Troop Increases In Afghanistan
In my previous post on Afghanistan I argued in support of lowering our expectations there and focusing our strategy on eliminating the safe haven for Al Qaeda on the Afghanistan-Pakistan border, rather than turning Afghanistan into a prosperous democracy. I also suggested – and there seems to be a general consensus on this point – that the support of the Afghan people is central to winning this war.
It’s been widely reported that President Obama has ordered the sending 17,000 additional troops to Afghanistan. I support that decision, as long as it is made in the context of the strategy I just indicated (we’ll find out if that’s the case when we find out the results of the 60-day Af-Pak strategy review). It’s not at first glance clear how more troops are consistent with such a strategy – it might seem that more troops are necessary only if we’re pursuing a more ambitious strategy, and that a greater, more intrusive American presence is more likely to inflame Afghan popular opinion. That’s definitely the risk that comes with more troops, but this UN report is enough to persuade me that more troops is better than what we’re doing now.
The level of civilian deaths last year was at its highest since the war began. A small majority – 55% – of those deaths were caused by the Taliban, which is good news in the sense that it’s better than if we were causing the most civilian deaths there. But the trouble is that of the civilian deaths caused by us, 65% are a result of airstrikes. Airstrikes are an important tool, but if they’re going to result in large numbers of civilian deaths, they need to be avoided if possible. An increased ground presence will, presumably, at least partially alleviate the need for airstrikes. Our presence will be more pervasive, but the tradeoff is (hopefully) fewer civilian deaths, which is hugely beneficial to our goals there. It also, of course, puts American troops at greater risk, which is why if we’re going to fight this war at all, we need to have clear and realistic objectives so we’re not sending these troops into a quagmire. It’s not yet clear if that’s the case, but hopefully Obama or Gates gives us some indication sometime soon.
Comment by Brandon on 18 February 2009 at 1:50 pm:
Reducing air strikes would certainly reduce collateral damage, but I doubt that Americans have the stomach for what that would entail. If you’re trying to kill someone, you either do it from a distance (air strikes, artillery, snipers) or up close and personal. Distance killing has the disadvantage of being inaccurate relative to precision up close and personal strikes.
The problem with the up close and personal alternative is that it also means that American soldiers will be at much greater risk of dying themselves. It seems that 1 American = X non-Americans.

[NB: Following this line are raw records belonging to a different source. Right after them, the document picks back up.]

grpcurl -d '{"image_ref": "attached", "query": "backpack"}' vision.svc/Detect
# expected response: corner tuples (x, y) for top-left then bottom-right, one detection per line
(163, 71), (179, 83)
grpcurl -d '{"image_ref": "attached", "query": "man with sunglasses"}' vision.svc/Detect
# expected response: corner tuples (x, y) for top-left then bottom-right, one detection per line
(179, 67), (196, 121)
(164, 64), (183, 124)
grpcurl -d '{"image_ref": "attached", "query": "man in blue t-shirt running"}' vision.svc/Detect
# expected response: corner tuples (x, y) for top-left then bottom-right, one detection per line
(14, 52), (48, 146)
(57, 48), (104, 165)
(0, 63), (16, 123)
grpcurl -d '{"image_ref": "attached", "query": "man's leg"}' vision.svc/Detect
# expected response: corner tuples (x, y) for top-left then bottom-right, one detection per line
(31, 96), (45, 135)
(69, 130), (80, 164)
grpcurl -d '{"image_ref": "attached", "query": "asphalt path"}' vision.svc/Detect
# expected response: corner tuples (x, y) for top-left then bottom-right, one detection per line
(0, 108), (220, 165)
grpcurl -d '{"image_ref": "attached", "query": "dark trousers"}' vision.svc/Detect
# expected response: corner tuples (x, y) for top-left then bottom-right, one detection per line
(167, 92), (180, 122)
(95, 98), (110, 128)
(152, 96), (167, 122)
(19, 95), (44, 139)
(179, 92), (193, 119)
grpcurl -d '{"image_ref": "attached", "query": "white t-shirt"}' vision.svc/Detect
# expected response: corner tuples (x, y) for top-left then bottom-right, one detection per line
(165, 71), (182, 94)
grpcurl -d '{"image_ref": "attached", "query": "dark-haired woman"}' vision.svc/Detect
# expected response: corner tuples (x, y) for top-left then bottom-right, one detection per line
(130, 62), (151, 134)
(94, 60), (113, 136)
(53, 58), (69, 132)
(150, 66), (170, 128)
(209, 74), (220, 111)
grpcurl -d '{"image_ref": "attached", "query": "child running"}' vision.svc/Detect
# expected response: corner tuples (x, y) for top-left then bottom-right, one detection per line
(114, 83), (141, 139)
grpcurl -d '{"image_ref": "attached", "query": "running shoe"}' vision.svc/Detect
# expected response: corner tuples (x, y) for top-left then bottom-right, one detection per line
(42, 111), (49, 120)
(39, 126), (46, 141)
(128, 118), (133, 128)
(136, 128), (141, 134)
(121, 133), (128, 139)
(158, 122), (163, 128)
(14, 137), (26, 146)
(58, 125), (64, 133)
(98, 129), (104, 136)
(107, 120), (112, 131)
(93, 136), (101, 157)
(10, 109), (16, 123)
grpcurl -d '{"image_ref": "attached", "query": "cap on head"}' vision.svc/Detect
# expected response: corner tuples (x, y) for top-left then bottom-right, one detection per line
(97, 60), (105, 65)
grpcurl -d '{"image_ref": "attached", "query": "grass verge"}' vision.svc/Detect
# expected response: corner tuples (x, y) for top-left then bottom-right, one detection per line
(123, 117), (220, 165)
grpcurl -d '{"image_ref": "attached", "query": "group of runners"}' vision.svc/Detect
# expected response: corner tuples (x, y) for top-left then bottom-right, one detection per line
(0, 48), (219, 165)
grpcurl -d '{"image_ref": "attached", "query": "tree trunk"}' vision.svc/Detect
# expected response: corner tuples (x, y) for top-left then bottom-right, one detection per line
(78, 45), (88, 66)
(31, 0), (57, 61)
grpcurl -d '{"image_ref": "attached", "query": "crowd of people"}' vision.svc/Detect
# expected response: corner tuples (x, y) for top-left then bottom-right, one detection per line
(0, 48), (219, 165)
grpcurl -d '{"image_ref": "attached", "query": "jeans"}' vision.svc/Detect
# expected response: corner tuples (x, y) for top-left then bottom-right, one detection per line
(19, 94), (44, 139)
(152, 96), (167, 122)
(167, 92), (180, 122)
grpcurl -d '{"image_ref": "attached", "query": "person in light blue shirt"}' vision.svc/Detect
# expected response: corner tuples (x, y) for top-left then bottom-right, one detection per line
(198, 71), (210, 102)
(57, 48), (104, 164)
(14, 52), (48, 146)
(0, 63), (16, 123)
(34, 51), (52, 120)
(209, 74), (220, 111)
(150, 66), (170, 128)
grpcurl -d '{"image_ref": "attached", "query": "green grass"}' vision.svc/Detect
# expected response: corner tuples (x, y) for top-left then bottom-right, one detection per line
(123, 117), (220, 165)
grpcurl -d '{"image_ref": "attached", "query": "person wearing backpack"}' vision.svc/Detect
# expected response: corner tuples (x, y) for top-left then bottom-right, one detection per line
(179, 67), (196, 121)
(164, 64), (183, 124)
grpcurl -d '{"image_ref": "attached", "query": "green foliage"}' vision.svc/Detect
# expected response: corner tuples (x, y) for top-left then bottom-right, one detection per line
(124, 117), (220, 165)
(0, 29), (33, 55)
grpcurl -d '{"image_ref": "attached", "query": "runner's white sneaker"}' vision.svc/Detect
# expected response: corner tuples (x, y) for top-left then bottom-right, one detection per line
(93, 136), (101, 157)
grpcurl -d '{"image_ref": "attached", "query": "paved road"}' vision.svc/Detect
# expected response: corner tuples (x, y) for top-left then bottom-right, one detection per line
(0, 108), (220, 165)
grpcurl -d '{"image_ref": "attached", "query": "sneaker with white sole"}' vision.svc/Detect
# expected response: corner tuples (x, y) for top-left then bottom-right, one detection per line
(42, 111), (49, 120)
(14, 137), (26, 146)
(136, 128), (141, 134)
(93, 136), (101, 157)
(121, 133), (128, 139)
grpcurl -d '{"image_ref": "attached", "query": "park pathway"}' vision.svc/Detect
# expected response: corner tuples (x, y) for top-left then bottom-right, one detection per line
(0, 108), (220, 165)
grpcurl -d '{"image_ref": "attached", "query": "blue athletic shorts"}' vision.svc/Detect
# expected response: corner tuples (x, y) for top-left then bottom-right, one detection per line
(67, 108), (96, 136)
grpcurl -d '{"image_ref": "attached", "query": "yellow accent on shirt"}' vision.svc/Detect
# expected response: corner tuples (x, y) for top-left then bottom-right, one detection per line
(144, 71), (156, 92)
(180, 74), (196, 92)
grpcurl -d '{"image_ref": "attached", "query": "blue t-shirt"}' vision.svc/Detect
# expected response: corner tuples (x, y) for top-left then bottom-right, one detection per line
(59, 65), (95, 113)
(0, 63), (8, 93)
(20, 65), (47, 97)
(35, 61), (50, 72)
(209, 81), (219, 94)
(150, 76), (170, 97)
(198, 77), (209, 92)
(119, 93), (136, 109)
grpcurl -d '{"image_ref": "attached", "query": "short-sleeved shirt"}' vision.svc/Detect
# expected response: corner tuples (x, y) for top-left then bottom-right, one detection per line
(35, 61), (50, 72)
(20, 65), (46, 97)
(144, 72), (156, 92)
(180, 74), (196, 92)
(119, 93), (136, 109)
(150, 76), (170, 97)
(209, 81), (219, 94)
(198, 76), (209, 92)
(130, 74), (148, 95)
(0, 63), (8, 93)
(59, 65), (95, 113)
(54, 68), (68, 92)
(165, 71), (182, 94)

I don’t necessarily agree with it, but that seems to be the equation. There has to be truly massive foreign casualties to put people in another country in an uproar, whereas relatively few domestic casualties will do the same thing.
Again, Eddie Izzard brings us great wisdom.
“And he was a mass-murdering fuckhead, as many important historians have said. But there were other mass murderers that got away with it! Stalin killed many millions, died in his bed, well done there; Pol Pot killed 1.7 million Cambodians, died under house arrest at age 72, well done indeed! And the reason we let them get away with it is because they killed their own people, and we’re sort of fine with that. “Ah, help yourself,” you know? “We’ve been trying to kill you for ages!” So kill your own people, right on there. Seems to be… Hitler killed people next door… “Oh… stupid man!” After a couple of years, we won’t stand for that, will we?”
Essentially when the Taliban kills Afghans, people here aren’t as shocked as when they kill Americans. If we kill Afghans the public is mildly uncomfortable, if American soldiers start dying in large numbers because we’re afraid of collateral damage people will have a bit of a fit.